Comme le laisse supposer le toponyme « Roche-Huon », le site est peut-être originellement associé à une motte ou à une tour de pierre (Rocca) tenue par un certain Huon, probablement en lien avec le site et la motte de Castel-Pic qui dominent le Jaudy à quelques centaines de mètres du manoir et que mentionnent les aveux comme « ancien château », possédé par les seigneurs de la Roche-Huon jusqu’à la révolution. Comme pour plusieurs sites des environs proches (Coatgouray, Le Poirier, Brélidy), le manoir se transporte peut-être depuis sa motte vers le site actuel à l'issue des troubles de la guerre de succession de Bretagne, dans la seconde moitiée du XIVe siècle.
La famille éponyme apparaît la première fois dans les sources avec Alain de La Roche-Huon, « de la bannière de Guillaume de Tournemine », né vers 1270 et qui témoigne du « coucher de saint Yves » durant l’enquête ouvrant le procès de canonisation conduite à Tréguier en 1330.
Dès le milieu du XIVe siècle, la succession des seigneurs de la Roche-Huon est documentée par les montres, aveux, contrats et registres paroissiaux. D’une certaine importance dans le Trégor, la famille contracte des alliances avec des familles d’un rang certain (Lezversault, Kersaliou, Roscerf, du Dresnay, d’Acigné, Troguindy, etc.).
L’état précis du manoir n’est en revanche pas connu avant 1700 même si une description sommaire dans l’aveu de 1583 signale déjà la tour fuye et l’étang seigneurial et que plusieurs remplois ou dépôts lapidaires attestent encore de l’existence d’un manoir antérieur (XVe s.). Le manoir actuel semble dater des années 1600-1650.
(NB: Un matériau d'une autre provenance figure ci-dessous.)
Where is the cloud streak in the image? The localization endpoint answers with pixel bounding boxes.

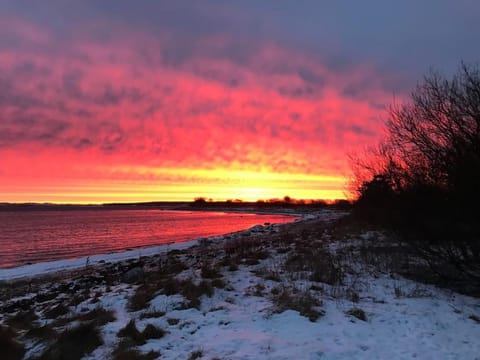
[0,13,412,201]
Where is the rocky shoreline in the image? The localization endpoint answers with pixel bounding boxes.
[0,211,480,359]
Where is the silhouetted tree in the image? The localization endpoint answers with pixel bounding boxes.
[354,63,480,288]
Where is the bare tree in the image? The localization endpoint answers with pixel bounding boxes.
[356,63,480,289]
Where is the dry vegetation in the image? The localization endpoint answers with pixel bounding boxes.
[0,210,470,359]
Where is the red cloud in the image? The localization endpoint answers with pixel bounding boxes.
[0,21,402,200]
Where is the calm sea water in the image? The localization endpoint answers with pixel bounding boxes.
[0,210,293,268]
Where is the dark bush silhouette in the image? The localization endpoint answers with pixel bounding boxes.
[354,64,480,290]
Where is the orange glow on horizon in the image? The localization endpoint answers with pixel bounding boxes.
[0,17,390,203]
[0,169,345,204]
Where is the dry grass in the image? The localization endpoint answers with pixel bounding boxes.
[78,307,116,326]
[39,322,103,360]
[6,310,38,329]
[271,287,324,322]
[347,308,367,321]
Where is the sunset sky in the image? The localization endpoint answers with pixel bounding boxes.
[0,0,480,203]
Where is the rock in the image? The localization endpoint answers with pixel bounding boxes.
[122,266,145,284]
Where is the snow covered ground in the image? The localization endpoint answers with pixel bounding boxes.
[0,210,480,359]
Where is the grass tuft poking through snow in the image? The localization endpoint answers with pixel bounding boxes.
[0,211,480,360]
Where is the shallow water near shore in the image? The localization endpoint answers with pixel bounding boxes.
[0,210,295,268]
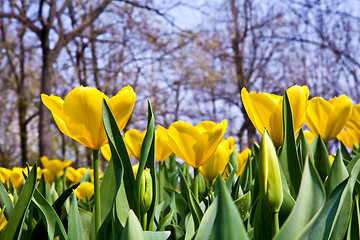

Possessionnés en Trézélan (nombreux convenants nobles), Prat (manoir de Trévoazan), Saint-Laurent (manoirs de Saint-Ilio, Trobescond, Le Faut, Keranforest), Brélidy, les seigneurs de La Roche-Huon, sont également fondateurs de la chapelle Saint-Norvez édifiée aux portes du manoir et bientôt érigée comme trêve de la paroisse de Trézélan (XVe s. ?) et nécropole de la famille.
La famille de la Roche-Huon conserve la propriété du site jusqu’au milieu du XVIIe siècle quand l’héritière de la branche aîné transmet en dot le domaine et ses terres à Hector du Dresnay, cadet d’une puissante famille trégoroise. C’est a priori leur fils Olivier (†1599) qui édifie le bâtiment du porche, complété à la fin du siècle par un sobre et imposant manoir resté inachevé ou partiellement détruit. Un siècle plus tard, les héritières du manoir le transmettent successivement à Jean d’Acigné, seigneur de Caranavelet puis aux Ladvocat de la Crochais, vicomtes de Dinan, richement possessionnés autour de Pleurtuit, Saint-Enogat, Dinard. Domaine et manoir sont occupés par la famille seigneuriale jusqu’au XVIIe siècle avant d’être exploités et habités par des métayers. Les Ladvocat le conservent jusqu’à la révolution, lorsque, après leur émigrationà Jersey, leurs nombreux domaines sont saisis et en grande partie vendus comme biens nationaux.
Au début du XIXe siècle Bégard absorbe arbitrairement les paroisses de l’ancien territoire de l’abbaye dont Trézélan. L’église Saint-Norvez, désaffectée, est vendue pour ses matériaux et détruite entre 1819 et 1448. Une partie de ses pierres sont remployées dans la construction du Rest en Trézélan où se trouvent encore un portail et une pierre tombale du XVIIe siècle. Au début du XXe siècle, le domaine, sans doute laissé à l’abandon durant plusieurs décennies, comme en témoignent encore d’important dégâts de charpente, est acheté par la famille Larcher, maintenu en ferme jusque vers 1980 puis sommairement restauré et loué. Transmis par succession à la famille Queinnec, il est acheté en 2021 par M. et Mme Hablot.
Sources documentaires
- Relevés inédits d’Henry Frotier de la Messelière de 1931 (AD 22)
- Cadastres de 1819 et 1848
- Couverture photographique par le service de l’Inventaire (1974 et 1977)
http://phototheque-patrimoine.bretagne.bzh/jcms/dev_103768/phototheque?text=roche+huon&opSearch=true
- importante documentation aux AD 22 (aveux, registres paroissiaux, donations votives, etc.)